Bright and elegant, with a Katharine Hepburn coolness, all striking cheekbones and twirling waves of auburn, Trierweiler, 46, is a journalist and mother of three teenage boys from a previous union. Unlike Bruni, she had an upbringing that has been described as modest, a term she rejects. ("I'm not Cinderella," she told French Elle.) She was raised in the Loire Valley, one of six children; her father struggled as a war amputee, her mother was a cashier at the local skating rink. And unlike Bruni, she is no stranger to politics. A political reporter for two decades at the glossy weekly Paris Match (she's known Hollande professionally since she was 23) and a respected TV interviewer, Trierweiler knows campaigns.
But now, supporting Hollande on the trail, she has an office at campaign headquarters. She's quit political reporting, reluctantly, instead debuting a celebrity-interview TV show last weekend. And she tweets, sometimes in acerbic defense of her candidate beau. Yet when Trierweiler's old confrères on the press bus sketch profiles of her "coming out of the shadows," the phrase is heavy with meaning. Journalist-and-politician couples aren't exotic in France; see Mrs. Dominique Strauss-Kahn, Anne Sinclair, who launched Le Huffington Post last week. But in an unusual, clandestine way, Trierweiler was at the heart of France's last presidential election, too.
Then, candidate Ségolène Royal, with her people's touch and iconic white skirt suits, rode a wave of grassroots fervor to win the Socialist primary and became the first French woman to reach a presidential runoff. The party's chief was Hollande, Royal's partner of nearly 30 years and father of their four children. But rumors flew that the ultimate power couple had secretly split—even that (bonjour, sexism!) Royal's candidacy was her vengeance. Behind the scenes, Sarkozy's center-right UMP party exploited the tattle that Hollande was living with a mistress to discredit Royal. The name floated: Valérie Trierweiler. "It's a well-known fact," one UMP operative told Newsweek in October 2006, weeks before Royal won the nomination. "But you didn't hear it from me."
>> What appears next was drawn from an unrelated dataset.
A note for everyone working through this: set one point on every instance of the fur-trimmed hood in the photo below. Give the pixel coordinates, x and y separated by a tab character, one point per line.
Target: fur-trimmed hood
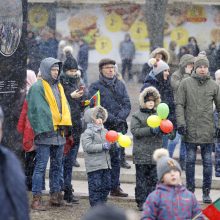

After her defeat to Sarkozy—partly blamed on anemic support from Socialist brass—Royal revealed she had thrown Hollande out, free to pursue his rumored romance. Hollande made the relationship official only in 2010, when, slimmed down and mounting his own bid, he called Trierweiler "the woman of my life" to a tabloid.
Flash forward to 2012. With 100 days to go, Hollande is crushing Sarkozy in head-to-head polling, and Trierweiler is out of the shadows. At his kickoff rally last week, the fact that she was placed next to Mazarine Pingeot, the late president François Mitterrand's long-secret daughter, was curious, if surely inadvertent. But it was deemed gauche that Hollande left Royal's 2007 candidacy out of his 80-minute speech, and Hollande was compelled to atone. A sign that the task is, alas, delicate.
Indeed, this time the watchword is "normal." Sarkozy suffered politically from his so-called bling period, as the playboy in Ray-Bans courting a supermodel. And so Hollande pledges to be a "normal president"—shorthand, in part, for "bling-free." Trierweiler, for her part, claims to cope with campaign stresses by doing laundry. But it all seems a French-cinema sort of normal, n'est-ce pas?